The benchmark procedure is quite simple: servers listen to incoming requests on different ports, ws-bench binary is called with all uris and the resulting chart is generated. In fact, everything is declared in this bash script.
| Chart | Connections | Messages | Memory | fastwebsockets | gorilla/websockets | tokio_tungstenite | uWebsockets | websockets | wtx_hyper | wtx-_raw_async_std | wtx_raw_tokio |
|---|---|---|---|---|---|---|---|---|---|---|---|
| Chart | low | mid | high | 104 | 273 | 102 | 88 | 232 | 64❗ | 67 | 65 |
| Chart | low | high | low | 5759 | 5783 | 5784 | 5760 | 5728❗ | 5802 | 5764 | 5736 |
| Chart | low | high | mid | 336 | 546 | 235 | 192 | 526 | 160 | 163 | 159❗ |
| Chart | low | high | high | 331 | 960 | 360 | 325 | 725 | 250 | 282 | 249❗ |
| Chart | mid | low | high | 18 | 22 | 18 | 15 | 31 | 14 | 12❗ | 13 |
| Chart | mid | mid | high | 4503 | 5724 | 3959 | 4816 | 9754 | 3514 | 3474❗ | 3498 |
| Chart | mid | high | low | 5684❗ | 5800 | 5721 | 5687 | 6681 | 5689 | 5764 | 5684❗ |
| Chart | mid | high | mid | 11020 | 13735 | 8365 | 9072 | 19874 | 6937 | 6895❗ | 6933 |
| Chart | mid | high | high | 19808 | 23178 | 15471 | 19821 | 38327 | 13759 | 13693❗ | 13749 |
| Chart | high | low | low | 52 | 71 | 98 | 46 | 1053 | 52 | 41❗ | 88 |
| Chart | high | low | mid | 84 | 86 | 74 | 51 | 1043 | 60 | 50 | 48❗ |
| Chart | high | low | high | 124 | 82 | 78 | 57 | 1059 | 55 | 54❗ | 58 |
| Chart | high | mid | low | 2987 | 3051 | 3027 | 2955 | 5071 | 2981 | 3000 | 2942❗ |
| Chart | high | mid | mid | 20150 | 21475 | 14593 | 18931 | 41368 | 11172 | 10987❗ | 11268 |
| Chart | high | mid | high | 41846 | 43514 | 20706 | 21779 | 41091 | 16118 | 15555 | 15524❗ |
| Chart | high | high | low | 5828 | 5941 | 5830 | 5790 | 9400 | 5778❗ | 5877 | 5808 |
| Chart | high | high | mid | 53756 | 55063 | 44829 | 47312 | 107758 | 36628 | 34333❗ | 37000 |
Tested with a notebook composed by i5-1135G7, 256GB SSD and 32GB RAM. Combinations of low and mid were discarded for showing almost zero values in all instances.

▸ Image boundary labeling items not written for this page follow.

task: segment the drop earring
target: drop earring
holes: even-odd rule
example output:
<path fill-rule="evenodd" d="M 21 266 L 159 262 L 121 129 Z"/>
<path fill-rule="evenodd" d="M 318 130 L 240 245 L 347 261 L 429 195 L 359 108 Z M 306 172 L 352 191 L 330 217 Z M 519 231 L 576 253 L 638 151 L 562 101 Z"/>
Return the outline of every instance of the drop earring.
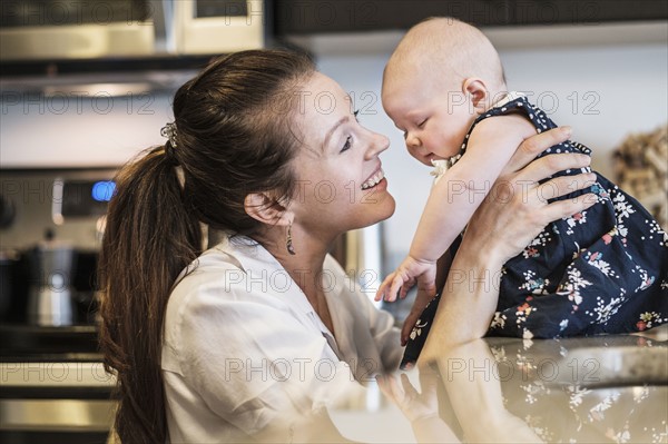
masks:
<path fill-rule="evenodd" d="M 285 247 L 287 248 L 287 253 L 291 255 L 295 254 L 295 248 L 292 245 L 292 221 L 287 226 L 287 238 L 285 239 Z"/>

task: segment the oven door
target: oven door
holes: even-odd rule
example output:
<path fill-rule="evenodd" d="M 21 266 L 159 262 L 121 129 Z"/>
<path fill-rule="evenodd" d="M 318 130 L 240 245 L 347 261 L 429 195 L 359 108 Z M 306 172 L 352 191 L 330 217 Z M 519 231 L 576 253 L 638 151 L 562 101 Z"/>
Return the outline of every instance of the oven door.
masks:
<path fill-rule="evenodd" d="M 2 0 L 0 60 L 218 55 L 262 48 L 263 0 Z"/>
<path fill-rule="evenodd" d="M 178 52 L 209 55 L 262 48 L 266 4 L 263 0 L 175 2 Z"/>

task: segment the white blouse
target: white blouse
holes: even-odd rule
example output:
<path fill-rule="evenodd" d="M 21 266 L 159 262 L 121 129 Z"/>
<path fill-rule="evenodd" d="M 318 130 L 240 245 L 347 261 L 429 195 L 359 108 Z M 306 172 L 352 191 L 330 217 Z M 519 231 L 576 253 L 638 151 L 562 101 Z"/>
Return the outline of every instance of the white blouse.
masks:
<path fill-rule="evenodd" d="M 331 256 L 322 282 L 336 339 L 287 272 L 250 239 L 225 240 L 198 258 L 175 286 L 165 318 L 171 443 L 267 434 L 287 442 L 299 420 L 396 369 L 402 348 L 393 317 Z"/>

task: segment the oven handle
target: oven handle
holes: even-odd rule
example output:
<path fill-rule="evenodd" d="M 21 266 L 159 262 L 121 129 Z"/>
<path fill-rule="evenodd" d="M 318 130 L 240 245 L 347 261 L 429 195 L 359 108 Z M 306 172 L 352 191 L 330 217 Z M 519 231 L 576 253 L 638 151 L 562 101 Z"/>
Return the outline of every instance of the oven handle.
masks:
<path fill-rule="evenodd" d="M 153 0 L 149 6 L 153 9 L 156 53 L 176 53 L 174 1 Z"/>

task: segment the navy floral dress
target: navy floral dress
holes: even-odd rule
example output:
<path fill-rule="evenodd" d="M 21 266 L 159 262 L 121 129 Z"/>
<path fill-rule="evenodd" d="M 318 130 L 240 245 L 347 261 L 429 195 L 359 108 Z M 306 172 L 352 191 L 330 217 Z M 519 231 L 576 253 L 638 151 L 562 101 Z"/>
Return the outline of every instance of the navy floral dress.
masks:
<path fill-rule="evenodd" d="M 538 132 L 557 127 L 515 93 L 475 120 L 456 158 L 464 155 L 475 125 L 508 114 L 522 114 Z M 568 140 L 540 156 L 558 152 L 590 155 L 591 150 Z M 556 176 L 580 172 L 567 170 Z M 668 322 L 668 235 L 635 198 L 599 174 L 592 187 L 561 199 L 590 191 L 597 195 L 597 204 L 549 224 L 503 266 L 489 336 L 628 333 Z M 402 365 L 420 354 L 439 300 L 432 300 L 415 325 Z"/>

soketto and ws-tools were initially tested but eventually abandoned at a later stage due to frequent shutdowns. I didn't dive into the root causes but they can return back once the underlying problems are fixed by the authors.
Result
wtx as a whole scored an average amount of 6350.31 ms, followed by tokio-tungstenite with 7602.94 ms, uWebSockets with 8393.94 ms, fastwebsockets with 10140.58 ms, gorilla/websockets with 10900.23 ms and finally websockets with 17042.41 ms.
websockets performed the worst in several tests but it is unknown whether such behavior could be improved. Perhaps some modification to the _weboskcets.py file? Let me know if it is the case.
Among the three metrics, the number of messages was the most impactful because the client always verifies the content sent back from a server leading a sequential-like behavior. Perhaps the number of messages is not a good parameter for benchmarking purposes.
To finish, wtx was faster in all tests and can indeed be rotulated as the fastest WebSocket implementation at least according to the presented projects and methodology.